“I see the world in colors, silencing it through black and white and then letting it scream through sound and image.” This is the belief of the Romanian contemporary artist Zoita Delia Calinescu, who is currently in Paris, France, presenting her concept and exhibition Studio Without Borders to the foreign public. What does a solo exhibition in one of the international cultural poles mean? BR chatted with the artist to find out.
Why a Studio without Borders?
The inspiration for the name of the concept comes from this international fluctuation of closed and open borders, as well as from my past, from which I have learned that an artist has no country, they belong to the universal cultural heritage. With this in mind, I started this nomad project by exposing a selection of works of art signed by myself from my own collection and from other private collections.
Why did you choose Paris for your first stop with Studio without Borders?
Paris was my first choice. It also came as an invitation from Steve Cygler, French lawyer and lover of contemporary Romanian art and with the help of some of my friends from the French community. I managed to organize this “Atelier sans frontierres” event, my first exhibition in Paris.

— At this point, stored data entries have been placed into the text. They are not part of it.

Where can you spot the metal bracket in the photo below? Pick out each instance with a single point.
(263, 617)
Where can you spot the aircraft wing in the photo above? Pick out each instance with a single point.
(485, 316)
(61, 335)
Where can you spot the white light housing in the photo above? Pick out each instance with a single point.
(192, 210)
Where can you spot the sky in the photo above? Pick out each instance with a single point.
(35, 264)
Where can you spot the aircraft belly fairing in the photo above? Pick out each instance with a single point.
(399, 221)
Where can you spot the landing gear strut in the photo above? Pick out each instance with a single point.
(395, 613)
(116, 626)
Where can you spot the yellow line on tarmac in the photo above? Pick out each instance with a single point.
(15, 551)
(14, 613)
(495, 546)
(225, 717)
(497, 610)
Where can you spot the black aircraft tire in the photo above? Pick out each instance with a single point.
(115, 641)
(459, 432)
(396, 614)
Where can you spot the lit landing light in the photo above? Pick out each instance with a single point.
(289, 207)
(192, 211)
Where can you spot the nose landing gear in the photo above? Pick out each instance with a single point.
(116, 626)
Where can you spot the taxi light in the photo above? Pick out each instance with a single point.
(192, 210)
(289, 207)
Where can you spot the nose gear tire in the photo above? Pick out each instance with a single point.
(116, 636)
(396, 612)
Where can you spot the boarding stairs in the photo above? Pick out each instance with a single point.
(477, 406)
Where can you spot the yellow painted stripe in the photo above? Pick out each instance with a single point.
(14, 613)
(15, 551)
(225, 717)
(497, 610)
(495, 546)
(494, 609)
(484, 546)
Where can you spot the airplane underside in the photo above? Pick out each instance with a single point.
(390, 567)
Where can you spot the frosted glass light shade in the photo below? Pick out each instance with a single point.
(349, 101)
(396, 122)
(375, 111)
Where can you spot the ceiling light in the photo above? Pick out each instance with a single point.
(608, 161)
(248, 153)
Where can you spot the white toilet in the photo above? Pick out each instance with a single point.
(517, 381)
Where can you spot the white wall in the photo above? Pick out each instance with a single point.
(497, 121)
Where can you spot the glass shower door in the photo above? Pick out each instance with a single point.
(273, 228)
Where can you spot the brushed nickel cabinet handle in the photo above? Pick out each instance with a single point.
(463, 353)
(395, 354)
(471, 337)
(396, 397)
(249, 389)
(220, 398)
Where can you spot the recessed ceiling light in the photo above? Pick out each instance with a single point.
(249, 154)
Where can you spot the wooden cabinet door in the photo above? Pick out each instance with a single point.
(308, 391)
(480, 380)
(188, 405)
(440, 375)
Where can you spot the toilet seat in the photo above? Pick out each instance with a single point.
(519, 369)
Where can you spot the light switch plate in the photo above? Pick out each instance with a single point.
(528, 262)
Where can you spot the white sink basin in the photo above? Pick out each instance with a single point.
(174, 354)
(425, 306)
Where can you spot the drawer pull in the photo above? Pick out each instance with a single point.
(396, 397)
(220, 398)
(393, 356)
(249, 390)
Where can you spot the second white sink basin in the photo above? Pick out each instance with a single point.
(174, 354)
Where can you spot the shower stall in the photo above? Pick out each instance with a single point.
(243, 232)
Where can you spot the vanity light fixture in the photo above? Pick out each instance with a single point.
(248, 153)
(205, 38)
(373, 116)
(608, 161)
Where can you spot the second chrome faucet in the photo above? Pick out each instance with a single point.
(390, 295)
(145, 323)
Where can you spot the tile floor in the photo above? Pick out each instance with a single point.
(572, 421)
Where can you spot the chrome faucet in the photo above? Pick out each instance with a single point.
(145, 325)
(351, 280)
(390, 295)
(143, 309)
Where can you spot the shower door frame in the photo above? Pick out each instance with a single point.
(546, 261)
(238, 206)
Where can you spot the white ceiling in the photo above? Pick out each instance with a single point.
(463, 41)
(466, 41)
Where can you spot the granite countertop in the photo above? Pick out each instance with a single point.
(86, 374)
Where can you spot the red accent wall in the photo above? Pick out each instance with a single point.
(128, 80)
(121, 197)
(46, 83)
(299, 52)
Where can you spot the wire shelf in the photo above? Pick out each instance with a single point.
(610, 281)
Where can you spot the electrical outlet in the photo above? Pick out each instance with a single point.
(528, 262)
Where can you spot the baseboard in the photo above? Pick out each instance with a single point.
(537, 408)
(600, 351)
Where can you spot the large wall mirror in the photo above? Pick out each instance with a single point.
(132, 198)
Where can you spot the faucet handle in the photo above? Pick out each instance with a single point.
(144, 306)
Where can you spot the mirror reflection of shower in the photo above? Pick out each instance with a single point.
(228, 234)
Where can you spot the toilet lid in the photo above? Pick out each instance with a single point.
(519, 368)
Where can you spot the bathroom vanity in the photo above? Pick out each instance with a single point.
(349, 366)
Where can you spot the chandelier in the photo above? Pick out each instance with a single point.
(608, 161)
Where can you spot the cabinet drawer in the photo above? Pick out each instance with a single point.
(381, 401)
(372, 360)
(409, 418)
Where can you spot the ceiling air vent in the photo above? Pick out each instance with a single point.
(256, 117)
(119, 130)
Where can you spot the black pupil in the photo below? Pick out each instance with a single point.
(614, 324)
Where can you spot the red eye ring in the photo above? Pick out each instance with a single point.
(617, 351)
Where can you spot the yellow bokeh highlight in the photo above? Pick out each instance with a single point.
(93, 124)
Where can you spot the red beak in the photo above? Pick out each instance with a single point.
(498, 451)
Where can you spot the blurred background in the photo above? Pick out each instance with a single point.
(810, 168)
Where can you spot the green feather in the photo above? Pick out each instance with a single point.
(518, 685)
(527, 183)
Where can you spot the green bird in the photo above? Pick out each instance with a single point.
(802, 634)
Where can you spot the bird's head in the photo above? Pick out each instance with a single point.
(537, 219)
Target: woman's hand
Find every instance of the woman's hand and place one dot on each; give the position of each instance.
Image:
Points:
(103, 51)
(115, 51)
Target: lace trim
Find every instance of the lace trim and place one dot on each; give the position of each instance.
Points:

For those who aren’t familiar with your works of art, what should they know about your style?
I am the artist with 100 faces. I am a multidisciplinary artist and I translate myself through a multitude of visual languages and media including paint, digital photography, installations, looping videos, performance and contemporary drawing. My concepts are the red thread linking all these stylistic directions. They derive from the social, from the human self and from the way we relate to the present at a glance. My works of art talk about what we are, what we have and what we have lost.
What’s the concept of the exhibition?
I’m presenting two dozen installations, ready-made toys & mixed media, acrylic and glass colors, drawings, white and black boxes and light installations. In addition, it consists of centerpiecing plastic toys arraying from soldiers, animals, insects, cars and iconic characters that entail big history, as well as small histories told through a contemporary sharp and uncanny eye. The concept underlines that nowadays, when (post)modern society is challenged daily with atrocious ghosts of the past, as well as newly developed threats, the witty artsy commentary could be both soothing and signal an emergency in remembering and reacting to history. What I’m doing is positively challenging aesthetics and glimpsing at universal values through lucid patterns and intense colors.
What’s next for Zoita Delia Calinescu?
I’ll be back in my Bucharest studio after October 30. Until next year, I will focus on tests and experiments on and with paper. My future plans consist of an exhibition with contemporary drawing, painting, paper and video installation.